Allegretto : appel enjoué du violoncelle se prolongeant sur l’énoncé de la comptine déjà utilisée dans son opéra Le Nez, « Gâteaux, achetez nos gâteaux »…Cette joie apparente – à moins que son essence enfantine n’en réduise obligatoirement l’existence??- ne tarde pas à se muer en une danse grinçante, vilainement grimaçante, dans laquelle (une fois encore) le violoncelle prépondérant n’établit aucun lien de concertation avec l’orchestre, au rôle manifeste de simple accompagnateur, ponctuellement à même de faire ressortir tel ou tel trait saillant du soliste, amplifier l’esprit ironique voire moqueur, achoppant sur des fanfares dissonantes de cors (et roulement de timbales continu) ouvrant directement sur le troisième et dernier mouvement…en une cadence du violoncelle solo pleine d’une énergie nouvelle (que l’on n’attendait plus…) à laquelle répondent des cuivres (fanfare à deux voix) qui semblent, eux aussi, revivre…Puis, après quelques glissandos se dessine un thème lyrique introspectif…Ce qui est certain dans ce mouvement, le plus développé et contrasté du Concerto, est que le soliste et l’orchestre entrent (enfin) physiquement en contact…..Après une énigmatique mélodie de la flûte, que reprend la clarinette et omniprésence du violoncelle, apparaît un thème en anapeste (deux brèves, une longue) d’allure presque authentiquement joyeuse…. se dessinent quelques traits rococos, (repris deux fois) imitation des partitas de Bach avec passage tronqué mineur/majeur….Après ce clin d’oeil, le violoncelle oppose au xylophone et aux vents des bribes de motifs en doubles croches dont la simple mélancolie ne va cesser de croître en tension, prémices d’une crise imminente.qui explose. Là, submergé par de violents tutti et le déchaînement du tambourin (reprenant la comptine du mouvement précédent), le violoncelle tente une dernière échappée par un passage tonitruant en quartes à l’octave supérieur…Puis, tout retombe : changement de décor ! On revient à la sombre plainte du premier mouvement bordée ça et là de discrètes citations….Le soliste a recouvré sa solitude ontologique….l’orchestre semble l’avoir abandonné à nouveau, à moins que ce ne soit lui ? Quelques oeillades en provenance du tam tam, du xylophone restent lettre morte….on n’entend plus qu’un ultime ré grave du violoncelle….épuisé.
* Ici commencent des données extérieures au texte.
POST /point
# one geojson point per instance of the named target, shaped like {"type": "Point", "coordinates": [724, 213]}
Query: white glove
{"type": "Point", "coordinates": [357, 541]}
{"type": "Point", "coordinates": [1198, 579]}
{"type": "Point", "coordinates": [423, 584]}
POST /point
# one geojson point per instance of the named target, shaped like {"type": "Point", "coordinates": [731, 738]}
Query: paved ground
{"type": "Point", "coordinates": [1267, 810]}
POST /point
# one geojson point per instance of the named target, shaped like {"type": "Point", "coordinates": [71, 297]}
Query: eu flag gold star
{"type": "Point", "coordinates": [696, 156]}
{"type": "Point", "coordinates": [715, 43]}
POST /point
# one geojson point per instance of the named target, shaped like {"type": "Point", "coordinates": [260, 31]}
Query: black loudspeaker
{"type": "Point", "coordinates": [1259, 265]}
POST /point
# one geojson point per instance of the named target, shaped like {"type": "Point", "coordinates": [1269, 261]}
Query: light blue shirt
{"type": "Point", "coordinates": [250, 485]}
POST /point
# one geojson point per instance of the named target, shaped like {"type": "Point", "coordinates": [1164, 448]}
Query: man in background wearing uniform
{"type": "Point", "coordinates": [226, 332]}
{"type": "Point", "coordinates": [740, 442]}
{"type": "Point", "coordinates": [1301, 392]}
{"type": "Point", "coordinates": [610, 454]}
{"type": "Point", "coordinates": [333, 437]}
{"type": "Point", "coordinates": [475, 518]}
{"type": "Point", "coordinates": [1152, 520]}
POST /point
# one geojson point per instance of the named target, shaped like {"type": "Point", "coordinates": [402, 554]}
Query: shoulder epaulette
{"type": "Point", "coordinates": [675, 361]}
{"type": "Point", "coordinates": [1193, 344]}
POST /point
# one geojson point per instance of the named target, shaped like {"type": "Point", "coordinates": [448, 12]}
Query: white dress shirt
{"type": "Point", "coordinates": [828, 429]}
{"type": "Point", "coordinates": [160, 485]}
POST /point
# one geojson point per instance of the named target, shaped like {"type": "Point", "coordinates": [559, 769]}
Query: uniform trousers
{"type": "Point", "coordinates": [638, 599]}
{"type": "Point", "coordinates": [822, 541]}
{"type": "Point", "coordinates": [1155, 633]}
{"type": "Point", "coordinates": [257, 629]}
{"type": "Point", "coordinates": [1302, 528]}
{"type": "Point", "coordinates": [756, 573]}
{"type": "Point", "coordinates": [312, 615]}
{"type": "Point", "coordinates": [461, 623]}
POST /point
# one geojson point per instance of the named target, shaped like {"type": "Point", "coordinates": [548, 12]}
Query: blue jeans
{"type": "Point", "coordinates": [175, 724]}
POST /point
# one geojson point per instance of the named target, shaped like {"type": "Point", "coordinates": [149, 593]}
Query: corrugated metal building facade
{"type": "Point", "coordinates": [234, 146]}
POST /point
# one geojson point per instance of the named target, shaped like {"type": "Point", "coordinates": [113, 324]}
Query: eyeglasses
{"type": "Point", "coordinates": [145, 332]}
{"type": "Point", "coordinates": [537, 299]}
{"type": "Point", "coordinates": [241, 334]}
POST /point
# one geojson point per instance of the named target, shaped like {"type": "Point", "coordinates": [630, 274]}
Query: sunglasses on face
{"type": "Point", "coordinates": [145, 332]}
Par sa complexité et ses multiples arrière-plans, ce deuxième concerto pour violoncelle de Chostakovitch peut être considéré comme le bilan d’une vie. « Par leur côté hagard, leur violence percussive, leur lyrisme douloureux et leur introversion absolue, les concertos pour violoncelle de Chostakovitch constituent des documents historiques en même temps que des confessions humanistes au plein sens du terme sur ce que fut la dictature stalinienne. »
Alice BLOT
Nomenclature orchestrale :
flûte, piccolo, 2 hautbois, 2 clarinettes, 3 bassons (le 3ème jouant aussi le contrebasson), 2 cors, timbales, percussion, harpe et cordes.